Greek secret service to investigate arson claim
ATHENS
A man runs away from a fire near the village of Kalamoti on the eastern Aegean island of Chios. A NASA image (inset) shows a thick plume of smoke from wildfires on Chios island. AFP photos
Greece’s secret service will join the ongoing investigation of an unusually large number of wildfires across the country, to see if arson has been involved, an official said.As Public Order Minister Nikos Dendias announced the decision on Aug. 21, more than 20 major blazes were raging out of control in Greece, including one that has ravaged the eastern Aegean island of Chios for four days, The Associated Press reported.
In many cases authorities have “indications, if not proof, that the fires were lit intentionally,” including blazes on Chios and the western resort island of Zakynthos, Dendias said. A spokesman for the fire service said on Aug. 21 that there have been a total of 282 blazes in the last three days alone, with 86 breaking out on Aug. 21, Greek daily Katimerini reported.

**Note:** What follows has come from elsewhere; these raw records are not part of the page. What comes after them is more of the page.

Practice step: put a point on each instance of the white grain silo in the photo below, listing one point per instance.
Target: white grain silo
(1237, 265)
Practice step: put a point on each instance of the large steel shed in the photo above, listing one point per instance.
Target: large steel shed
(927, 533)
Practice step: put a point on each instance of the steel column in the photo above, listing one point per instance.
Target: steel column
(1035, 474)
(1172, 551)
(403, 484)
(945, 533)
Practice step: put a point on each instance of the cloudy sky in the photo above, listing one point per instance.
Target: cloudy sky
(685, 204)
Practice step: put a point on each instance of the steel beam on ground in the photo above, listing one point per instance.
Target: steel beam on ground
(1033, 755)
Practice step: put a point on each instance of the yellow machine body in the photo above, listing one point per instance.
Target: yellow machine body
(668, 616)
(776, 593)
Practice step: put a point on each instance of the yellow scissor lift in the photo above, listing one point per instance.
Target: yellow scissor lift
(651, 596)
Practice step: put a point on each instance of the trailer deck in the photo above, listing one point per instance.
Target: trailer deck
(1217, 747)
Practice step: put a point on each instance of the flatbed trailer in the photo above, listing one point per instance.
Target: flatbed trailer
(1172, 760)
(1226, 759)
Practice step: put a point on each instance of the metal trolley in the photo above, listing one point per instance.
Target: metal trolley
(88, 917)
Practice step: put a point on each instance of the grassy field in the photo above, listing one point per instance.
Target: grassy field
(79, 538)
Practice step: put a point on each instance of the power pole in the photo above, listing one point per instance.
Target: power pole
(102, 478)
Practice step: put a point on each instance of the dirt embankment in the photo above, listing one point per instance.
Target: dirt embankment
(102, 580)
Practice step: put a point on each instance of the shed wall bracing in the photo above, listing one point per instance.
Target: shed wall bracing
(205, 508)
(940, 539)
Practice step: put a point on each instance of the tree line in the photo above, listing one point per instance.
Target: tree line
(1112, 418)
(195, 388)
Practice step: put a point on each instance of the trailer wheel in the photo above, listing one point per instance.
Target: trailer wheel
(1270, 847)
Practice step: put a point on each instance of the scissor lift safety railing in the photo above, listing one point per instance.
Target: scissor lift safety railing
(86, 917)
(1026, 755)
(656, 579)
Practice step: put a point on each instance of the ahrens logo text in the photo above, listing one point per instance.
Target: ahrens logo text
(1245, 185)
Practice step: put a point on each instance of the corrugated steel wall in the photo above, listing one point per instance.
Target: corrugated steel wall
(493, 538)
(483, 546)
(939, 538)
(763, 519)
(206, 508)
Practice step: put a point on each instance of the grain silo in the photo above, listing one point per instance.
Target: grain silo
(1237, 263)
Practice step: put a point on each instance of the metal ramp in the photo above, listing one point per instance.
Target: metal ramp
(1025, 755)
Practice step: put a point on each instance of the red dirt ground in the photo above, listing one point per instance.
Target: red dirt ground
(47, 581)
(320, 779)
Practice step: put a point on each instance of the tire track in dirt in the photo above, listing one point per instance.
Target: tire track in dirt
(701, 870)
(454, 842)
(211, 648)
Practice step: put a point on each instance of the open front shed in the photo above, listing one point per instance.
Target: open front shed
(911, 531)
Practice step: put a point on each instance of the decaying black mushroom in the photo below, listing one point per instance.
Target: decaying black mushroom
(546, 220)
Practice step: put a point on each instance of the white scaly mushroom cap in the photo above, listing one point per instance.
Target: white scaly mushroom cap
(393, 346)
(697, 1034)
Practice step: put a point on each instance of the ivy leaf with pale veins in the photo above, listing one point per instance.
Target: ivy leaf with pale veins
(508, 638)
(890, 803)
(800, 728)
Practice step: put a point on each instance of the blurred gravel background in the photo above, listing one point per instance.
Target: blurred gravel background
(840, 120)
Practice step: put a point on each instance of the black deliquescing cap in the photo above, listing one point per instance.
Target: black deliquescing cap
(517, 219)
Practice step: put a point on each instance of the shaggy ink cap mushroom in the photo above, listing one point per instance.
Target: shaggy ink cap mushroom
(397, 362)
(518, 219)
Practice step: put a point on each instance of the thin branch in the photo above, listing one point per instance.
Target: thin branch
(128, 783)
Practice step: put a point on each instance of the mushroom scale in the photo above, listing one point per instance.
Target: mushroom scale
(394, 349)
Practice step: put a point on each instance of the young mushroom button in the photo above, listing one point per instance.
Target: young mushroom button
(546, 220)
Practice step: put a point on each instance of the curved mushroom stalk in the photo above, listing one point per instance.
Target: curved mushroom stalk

Number of fronts, timing raise doubts: Fire service
The number of fronts as well as the timing of the blazes, Nikos Tsongas said, suggests that they may be the product of orchestrated arson attacks. He specifically cited the case of Zakynthos, where four blazes started almost simultaneously at different points on the Ionian island. Authorities on the central Aegean island of Andros arrested two French tourists Aug. 19 on suspicion of starting a forest fire. A prosecutor planned to decide later on Aug. 21 whether to press charges against them.
In Chios, firefighters were battling two major fronts in central and southern areas of the island. About 360 firefighters, soldiers and volunteers were being assisted by two water-dropping planes and seven helicopters, the fire brigade said.
The blaze began quickly on Aug. 18, and authorities estimate that by Aug. 21 it had destroyed at least 12,000 hectares of vegetation amid the island’s fortified medieval villages. Meanwhile, a blaze near ancient Nemea in the northeastern Peloponnese on Aug. 21 closed the national highway from Corinth to Tripoli. Another fire that began on Aug. 20 in Troizonia in the eastern Peloponnese also continued to burn, as did a blaze in Gytheio, also in the Peloponnese, which began on Aug. 19. “We face an incredibly large number of fires,” said Dendias, adding that 589 wildfires have begun in the past 10 days alone.
Last year, a former Turkish prime minister told a Turkish newspaper that Turkey was behind forest fires in Greece in the 1990s. Speaking of a case publicly known as the Susurluk scandal, which revealed the deep state relation in Turkey, daily Birgün quoted Yılmaz as saying “[Turkey used] forest fire retaliation against Greece.” Yılmaz later denied the report.